Los colonizadores
Ray Bradbury
Los hombres de la Tierra llegaron a Marte. Llegaron porque tenían
miedo o porque no lo tenían, porque eran felices o desdichados, porque se
sentían como los Peregrinos, o porque no se sentían como los Peregrinos. Cada
uno de ellos tenía una razón diferente. Dejaban mujeres odiosas, trabajos
odiosos o ciudades odiosas; venían para encontrar algo, dejar algo o conseguir
algo; para desenterrar algo, enterrar algo o abandonar algo. Venían con sueños
ridículos, con sueños nobles o sin sueños. El dedo del gobierno indicaba desde
carteles de cuatro colores, en innumerables ciudades: Hay trabajo para usted en
el cielo. ¡Visite Marte! Y los hombres se lanzaban al espacio. Al principio
solo unos pocos, unas docenas, porque casi todos se sentían enfermos aun antes
de que el cohete dejará la Tierra.
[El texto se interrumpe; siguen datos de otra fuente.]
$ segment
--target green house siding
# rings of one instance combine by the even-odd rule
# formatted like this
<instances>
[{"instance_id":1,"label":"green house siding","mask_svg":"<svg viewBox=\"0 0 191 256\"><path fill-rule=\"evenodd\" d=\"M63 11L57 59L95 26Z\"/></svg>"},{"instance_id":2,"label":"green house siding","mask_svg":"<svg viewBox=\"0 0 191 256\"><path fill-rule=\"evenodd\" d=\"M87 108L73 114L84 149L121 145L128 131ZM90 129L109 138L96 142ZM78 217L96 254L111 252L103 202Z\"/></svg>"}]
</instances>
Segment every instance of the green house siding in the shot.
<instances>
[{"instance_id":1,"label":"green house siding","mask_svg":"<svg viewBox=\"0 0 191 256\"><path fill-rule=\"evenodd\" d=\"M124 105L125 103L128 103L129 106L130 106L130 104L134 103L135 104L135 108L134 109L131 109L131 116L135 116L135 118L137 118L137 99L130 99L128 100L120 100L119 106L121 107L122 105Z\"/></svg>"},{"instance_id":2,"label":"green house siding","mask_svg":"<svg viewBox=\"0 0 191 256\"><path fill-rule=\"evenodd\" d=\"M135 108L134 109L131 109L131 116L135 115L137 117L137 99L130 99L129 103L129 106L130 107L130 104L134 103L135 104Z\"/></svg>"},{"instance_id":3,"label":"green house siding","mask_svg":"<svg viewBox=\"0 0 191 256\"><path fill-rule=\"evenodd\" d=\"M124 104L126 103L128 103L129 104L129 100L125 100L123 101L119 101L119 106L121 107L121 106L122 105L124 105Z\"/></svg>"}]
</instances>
Enfermaban de soledad, porque cuando uno ve
que su casa se reduce al tamaño de un puño, de una nube, de una cabeza de
alfiler, y luego desaparece detrás de una estela de fuego, uno siente que no ha
nacido nunca, que no hay ciudades, que no está en ninguna parte, y solo hay
espacio alrededor, sin nada familiar, solo hombres extraños. Y cuando los
estados de Illinois, Iowa, Missouri o Montana desaparecen en un mar de nubes y,
más aún, cuando los Estados Unidos son solo una isla envuelta en nieblas y todo
el planeta parece una pelota embarrada lanzada a lo lejos, entonces uno se
siente verdaderamente solo, errando por las llanuras del espacio, en busca de
un mundo que es imposible imaginar.
No era raro, por lo tanto, que los primeros emigrantes fueran
pocos. Su número creció constantemente hasta superar a los hombres que ya se
encontraban en Marte. Los números eran alentadores. Pero los primeros
solitarios no tuvieron ese consuelo.